Choucair’s Two = One was damaged when a bomb hit her building leaving holes and glass shards in the painting.

During her time, she was infatuated with the future, rather than feeling nostalgic as people tend to be nowadays.

In an interview with Tate Modern, her daughter Hala Choucair (also a painter) said that her mother “was always motivated. She wasn’t sick of modern times. She wasn’t nostalgic. She believed in the future.”

Choucair was inspired by the developing world, new designs, and was moved by both Western art and Islamic art.

In the 1940s, she attended École des Beaux-Arts in Paris and worked in the studio of painter and sculptor Fernand Léger.

According to Hala, something during Choucair’s stay in Paris changed her and shaped the way she did art.
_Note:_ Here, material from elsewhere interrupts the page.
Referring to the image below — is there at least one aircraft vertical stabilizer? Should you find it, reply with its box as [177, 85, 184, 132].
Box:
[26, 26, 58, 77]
In an interview, Choucair also reflected on her time touring in Cairo, where she became aware of Islamic architecture and Arabic art.

Like many brilliant artists, she became most well known late in her life. At the age of 97, while battling Alzheimer’s, her work traveled from Beirut to making its British debut at London’s Tate Moden, Britain’s national contemporary art gallery of the Tate group.

According to Art News, Choucair’s work has been featured in exhibitions at Western institutions in recent years.

Her art appeared in galleries such as the Palais de Tokyo in Paris, Haus der Kunst in Munich, the Whitechapel Gallery in London, and the Centre Pompidou, and the Guggenheim Abu Dhabi.

On what would have been her 102nd birthday, Google made a tribute to the late artist. This month will mark the anniversary of her 104th birthday as she continues to live on and survive through her life’s work.

Saloua Raouda Choucair was an abstract art’s influencer. She’s still recognized for her artistic brilliancy in Europe, and even by Google that made it a point to pay her tribute.

In Lebanon, however, little has been spoken about this Lebanese artistic genius and her remarkable contribution to the world of art. Today, The961 makes it a point to give her some duly Lebanese recognition.